Temer treme

Poucos ambientes são mais viciados e viciosos do que o da política brasileira - talvez o do futebol português se aproxime. E é a uma máxima antiga do futebol português que Michel Temer recorre para gerir o dia-a--dia do Planalto. Dizia Pimenta Machado, antigo patrão do V. Guimarães, que "no futebol português o que é verdade hoje é mentira amanhã". Temer, que tudo teme e que por tudo treme, age segundo o lema "no meu governo o que é verdade agora é mentira daqui a pouquinho".

O último exemplo é já de 2018. O deputado Pedro Fernandes estava garantido como novo ministro do Trabalho, em substituição do demissionário Ronaldo Nogueira, celebrizado pela portaria que facilita o regresso do trabalho escravo ao Brasil; horas depois, os jornais noticiaram que Ronaldo Fernandes, afinal, fora vetado por José Sarney, exemplo acabado do coronelismo à brasileira e patrono de Temer. Motivo: é de um clã político rival do de Sarney no Maranhão, estado (des)governado pelo antigo presidente por meio século.

Mas Temer não recua só por medo de Sarney. Em novembro, decidiu fazer uma remodelação governamental, trocando os 17 ministros candidatos a alguma coisa nas próximas eleições; como os ministros lhe mostraram os dentes, o presidente, acuado, reconsiderou e eles lá continuam no cargo - mas mais preocupados com as suas pré-campanhas eleitorais, claro. Ainda em matéria de remodelações, anunciou a substituição de um ministro do aliado mais poderoso, o PSDB, por um do seu partido, o MDB; dadas as reações ferozes do parceiro de coligação, assustado, voltou atrás.
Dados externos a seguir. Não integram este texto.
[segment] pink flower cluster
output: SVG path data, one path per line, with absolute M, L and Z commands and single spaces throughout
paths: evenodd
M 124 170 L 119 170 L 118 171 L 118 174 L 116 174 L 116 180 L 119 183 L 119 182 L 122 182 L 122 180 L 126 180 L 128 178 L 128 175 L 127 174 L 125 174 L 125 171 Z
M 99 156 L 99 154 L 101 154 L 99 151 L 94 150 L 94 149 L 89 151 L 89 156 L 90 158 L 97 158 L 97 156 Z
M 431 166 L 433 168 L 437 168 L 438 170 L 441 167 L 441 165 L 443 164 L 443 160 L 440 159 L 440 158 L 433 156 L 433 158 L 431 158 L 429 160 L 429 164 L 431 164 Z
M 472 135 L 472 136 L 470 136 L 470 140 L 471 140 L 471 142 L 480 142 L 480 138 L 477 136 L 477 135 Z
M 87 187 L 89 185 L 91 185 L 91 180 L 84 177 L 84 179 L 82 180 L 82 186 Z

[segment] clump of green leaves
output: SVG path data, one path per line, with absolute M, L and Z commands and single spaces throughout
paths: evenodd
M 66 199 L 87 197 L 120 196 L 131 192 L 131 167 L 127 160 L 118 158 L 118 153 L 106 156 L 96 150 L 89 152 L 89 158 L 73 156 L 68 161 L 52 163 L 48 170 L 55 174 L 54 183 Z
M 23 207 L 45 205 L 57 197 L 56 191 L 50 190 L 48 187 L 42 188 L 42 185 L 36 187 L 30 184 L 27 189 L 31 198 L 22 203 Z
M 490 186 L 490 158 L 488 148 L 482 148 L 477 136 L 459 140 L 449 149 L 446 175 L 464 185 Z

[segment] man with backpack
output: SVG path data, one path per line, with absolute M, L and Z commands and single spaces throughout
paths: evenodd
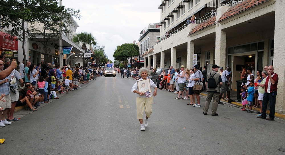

Temer tem medo também do número dois do Estado, o presidente da Câmara dos Deputados Rodrigo Maia: autorizou uma insólita ação das Forças Armadas numa manifestação popular em Brasília para no dia seguinte, amedrontado com as críticas de Maia, revogar a medida. E, claro, teme o mercado: anunciou que desistira de tentar aprovar a impopular reforma previdenciária mas, após um chilique das bolsas, disse, aflito, 24 horas depois, que "jamais desistirá" dela.

Apesar de ter meros 3% de popularidade, outro dos pânicos do presidente entretanto é com a imagem: depois de ter resolvido ficar no Brasil a tentar sobreviver a mais uma denúncia contra si em vez de viajar para o encontro dos líderes do G20, embarcou para a reunião em Hamburgo com receio de que o acusassem de paralisar o governo. E no tal decreto em que facilitava o trabalho escravo para fazer um carinho aos deputados latifundiários que se reúnem na chamada Bancada do Boi - e de quem tem muito medo, diga-se de passagem - voltou atrás ao ver o impacto internacional negativo. A propósito, Temer tem até medo de Gisele Bündchen: ao extinguir uma reserva amazónica, ouviu críticas de todos os lados, inclusivamente da ex-übermodel, a quem informou em primeira mão, pávido, que desistira do projeto.

Os dois maiores medos do presidente do Brasil, contudo, são outros. O primeiro é de ser preso: para dar ares de ético estabeleceu como baliza que demitiria ministros denunciados pela Procuradoria-Geral da República, mas como acabou ele próprio denunciado recuou e agora não delimita mais nada.

O segundo é da verdade: quando Joesley Batista, o empresário corrupto com quem se reuniu na calada da noite e que dizia mal conhecer, afirmou que o presidente até usara o seu jato para uma viagem particular, negou; perante as provas, trémulo, disse que afinal sim, viajara à conta do amigo, ou ex-amigo.

Entretanto, para o lugar do tal ministro do Trabalho vetado por Sarney escolheu Cristiane Brasil, deputada que se notabilizou por querer proibir decotes e minissaias no Congresso mas que votou pelo impeachment vestida com uma camisa da seleção e é filha de Roberto Jefferson, o corrupto confesso que delatou o mensalão. Como Cristiane tem questões laborais pendentes com empregados seus, os tribunais travaram a sua nomeação para o ministério que trata, precisamente, das questões laborais. Aguarda-se pois a qualquer momento novo recuo de Temer, porque no governo dele "o que é verdade agora é mentira daqui a pouquinho".